U.S. Federal Reserve chairman Ben Bernanke’s decision to hold press conferences after every other Fed’s interest-setting committee meetings set us thinking about central bank transparency in general and that of the People’s Bank of China (PBOC) in particular. How much is needed for effective policy making and what impact does being more open have on which aspects of it?
Beyond doubt central banks have become more transparent over the past two decades. Publics expect more accountability from government institutions that are, for good reason, insulated from standard political oversight. Central bankers have found that being more open makes their exercise of monetary policy easier. Markets become less skittish the more they know, an assertion backed by a growing body of academic research. Communication improves the predictability of monetary policy, thereby lessening financial market volatility and contributing to a more stable economy. In particular, greater transparency improves central banks’ ability to manage inflation expectations and thus makes inflation less volatile, if not necessarily less persistent.
That benefit of transparency alone should pique the interest of the People’s Bank of China. It is less open, we would hazard, than its counterparts in the other large economies. Government has long preferred more secrecy in monetary policy to less, which leaves it with more flexibility to guide the economy. In the mid-2000s, two economists, Nergiz Dincer and Barry Eichengreen, devised a central bank transparency index covering 100 countries. New Zealand’s central bank was most open, rating a 13.5 on the index, the Bank of England was a 12, the European Central Bank was an 11.5 and the Fed a 9.5, the same as the Bank of Japan. The PBOC came in at 4.5.
That score was a huge improvement on the 1 it had rated at the start of the decade. However, an update in 2009 by Dincer and Eichengreen to their work did little to suggest much change in the absolute rankings or the broad findings that central banks in developed economies that were politically stable tended to be most transparent, and that having a flexible exchange rate was a driver for greater transparency for reasons of public accountability.
The PBOC publishes an every wider range of data and reports on its web site as befits the increasingly central role it has taken in the macro management of the economy in the 2000s, but recent research by German economist Rolf Knütter and colleagues finds that statements and press conferences are more effective than long written reports in communicating a central bank’s intentions to financial markets. Hence the bookish and, for a central banker, limelight loving Bernanke’s decision. Press conferences tend to pull out the whys of policymaking, to augment the published whats. The PBOC is reckoned to be better at revealing the whats than the whys; its economic transparency is greater than its policy transparency which in turn is greater than its procedural transparency.
The PBOC has alternative channels of internal guidance to domestic financial institutions and markets. As those internationalize and liberalize, those channels will be increasingly inadequate channels of communication. One example that has has market participants complaining about the PBOC’s transparency weaknesses is the current round of monetary tightening.
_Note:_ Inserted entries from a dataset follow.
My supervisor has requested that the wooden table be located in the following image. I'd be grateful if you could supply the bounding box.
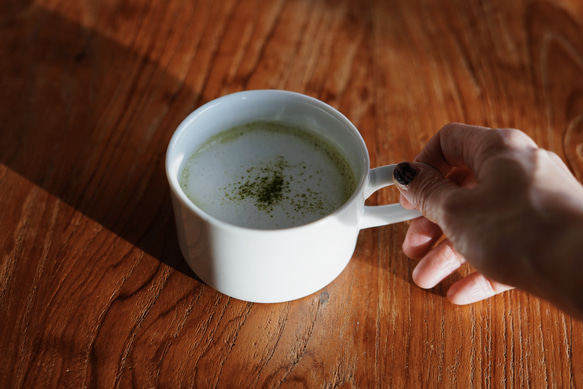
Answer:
[2,0,583,387]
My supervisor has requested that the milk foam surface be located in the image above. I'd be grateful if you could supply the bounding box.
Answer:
[180,121,356,229]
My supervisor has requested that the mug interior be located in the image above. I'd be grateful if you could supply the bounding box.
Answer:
[167,90,369,222]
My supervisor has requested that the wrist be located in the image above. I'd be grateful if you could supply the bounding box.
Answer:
[529,204,583,318]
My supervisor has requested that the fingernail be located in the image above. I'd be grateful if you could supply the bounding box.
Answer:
[393,162,417,187]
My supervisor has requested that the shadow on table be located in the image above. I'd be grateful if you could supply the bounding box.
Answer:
[0,4,201,278]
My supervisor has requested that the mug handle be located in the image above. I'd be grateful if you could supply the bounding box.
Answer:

The first rise in the current series of interest rate increases last October caught money markets off-guard, as did many of the subsequent rate rises and increases in banks’ reserve ratios. Volatility in money market rates has increased in the face of market uncertainty about the central bank’s tightening intentions. The surprise rate rise announced just ahead of New Year, a time when cash is in high demand, caused the benchmark money market rates to spike by a record amount (242 basis point in one day). This forced the PBOC to inject cash into the money markets, negating its attempts to dampen inflation by mopping up liquidity though raising reserve requirements.
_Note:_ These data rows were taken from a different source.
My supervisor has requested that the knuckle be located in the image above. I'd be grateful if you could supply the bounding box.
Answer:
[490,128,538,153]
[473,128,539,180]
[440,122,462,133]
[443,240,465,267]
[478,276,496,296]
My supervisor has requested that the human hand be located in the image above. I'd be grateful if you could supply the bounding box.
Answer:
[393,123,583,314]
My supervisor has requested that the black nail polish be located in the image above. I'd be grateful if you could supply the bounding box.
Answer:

Similarly, as the exchange rate for the yuan becomes more flexible, that will enhance the independence of monetary policy and thus the importance of transparency to increase policy credibility and the central bank’s management of inflation expectations. The transparency of the PBOC could prove an informal indicator of the progress of market-oriented reforms in monetary policy.
Not all economists believe that greater transparency is an unalloyed public good. If it reveals divisions among policy makers or a low degree of confidence in the basis of monetary policy decisions, that can rattle markets. Central banks have more information about an economy than most investors. If investors doubt the robustness of the data or the analysis on which those decisions are being made, it can alter inflation expectations. That could have a direct impact on long-term interest rates, which in turn could determine the path of current and future consumption and investment.
In the event of a speculative attack on a currency, transparency can become an even more dangerous double-edged sword. Wharton finance professor Itay Goldstein and colleagues found that if all speculators in financial markets perfectly understand a central bank’s future course of action, the central bank may not get back market signals as good as it needs in making policy decisions. That risks policy mistakes. What central bankers then need to do, Goldstein suggests, is to surround their signals with some noise, so there are conflicting interpretations of what a central bank’s intentions truly are. That bit of greater transparency, at least, Beijing’s policymakers appear to have perfected.
Overall, the benefits of more transparency to central banks are greater than the risks. The Fed’s Bernanke is playing catch-up to his European counterparts. The PBOC has even more ground to make up.